İkinci periyot Efes'in tam saha baskısını yavaş yavaş aşmaya başlayıp Oğuz'u kullanmaya başladık. Rakoçeviç'in sakatlığı sonrası Efes en önemli dış skorer opsiyonunu kaybedince ve Thornton da beklenilen hücum katkısını yapamayınca Efes'in hücum silahları çok azaldı. Berbat bir üçlük yüzdesi ve Kerem Tunçeri'nin etkisizliği sonucu ikinci çeyreğin ortalarından itibaren Ömer ve Ukiç'le farkı yeniden açmaya başladık. 10'da 8 üçlük attığımız ilk yarıda çok istekli ve baskılı savunma yapan Efes karşısında bir devrede 53 sayı bulmak takımın hücum potansiyelinin kadro eksik olsa bile ne denli büyük olduğunun göstergesi.
Üçüncü periyoda 10 sayılık avantajla ama uyuyarak girdik. Efes'in iki hücum üst üste bulduğu sayılar sonrası savunmadaki direnci bu bölümde potayı görmemizi zorlaştırdı. Bu periyotta ilk basketimizi 4 dakika dolduğunda bulduk. Efes'in dış sutları aynı isabetsizlikle devam edince Ukiç'in kontrolü ele almasıyla farkı yine çift hanelere çıkarmayı başardık. Periyotun son iki üç dakikasında Oğuz'un savunmada gösterdiği direnç sonrası Ukiç'in son saniyede bulduğu üçlükle son çeyreğe 72-60 la önde girdik.

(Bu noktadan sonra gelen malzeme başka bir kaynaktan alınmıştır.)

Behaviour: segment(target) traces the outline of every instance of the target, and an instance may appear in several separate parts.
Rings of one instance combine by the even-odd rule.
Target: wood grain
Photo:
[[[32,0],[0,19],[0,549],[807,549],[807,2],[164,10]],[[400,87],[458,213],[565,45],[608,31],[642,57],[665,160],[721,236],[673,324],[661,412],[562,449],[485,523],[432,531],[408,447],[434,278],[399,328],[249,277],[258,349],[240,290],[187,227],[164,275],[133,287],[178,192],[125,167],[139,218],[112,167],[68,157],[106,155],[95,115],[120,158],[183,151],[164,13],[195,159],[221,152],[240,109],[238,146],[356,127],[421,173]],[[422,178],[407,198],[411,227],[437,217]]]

Dördüncü periyota yine kötü başladık, üçlük yüzdesi yerlede sürünen Efes Kerem ve Roberts'ın üçlükleriyle bir dakika içinde farkı 6'ya indirdi. Saras'ın girip yine saçmalaması üzerine fark iyice azaldı, top kaybı sonrası sol dipte Cenk üçlüğü soksa skor berabere olabilir maç başka bir senaryo ile bitebilirdi. Ukiç'in girip ipleri ele alması ve Emir'in Kerem Gönlüm eşleşmesini hücumda iyi kullanmasıyla fark son 2 dakikada tekrar 5 sayı civarına çıktı. Son iki dakikada maçın en etkisiz isimlerinden Lavrinoviç'in hücumda bulduğu basket faul ve savunmada Kerem Tunçeri'yi zorladığı top kaybıyla maç lehimize döndü. Son 27 saniye üç sayıyla önde girip Ufuk Sarıca'nın ilginç bir şekilde faul yaptırmamayı seçmesiyle Ukiç'le bulduğumuz basketle maça noktayı koyduk. 87-82.
İstatistiklere baktığımızda Efes bizden üstün. Ribauntlarda 33-24 asistlerde, 22-15 üstünler. Bizim lehimize maçı kıran istatistik şüphesiz üçlük yüzdesi. İlk maçtaki %50'den sonra bugün de %48'i bulmuşuz yayın gerisinden, Efes ise son periyottaki arka arkaya gelen üçlüklere rağmen %33'ü geçememiş. Yaptığımız 17 top kaybının 5'ini Saras yapmış üstelik, 0 asist performansıyla da berbat performansını perçinledi Litvanyalı. Kaya'nın da felaket bir play-off geçirdiğini belirtelim. Topu potanın 10 cm yanında alsa bile topu dışarıya çıkarıyor, hücumda en ufak bir inisiyatif almıyor, savunmada da sertlik falan kattığı yok, perdede kısayı karşılayıp saçma sapan fauller yapmaktan başka bir şey yapmadı iki maçtır.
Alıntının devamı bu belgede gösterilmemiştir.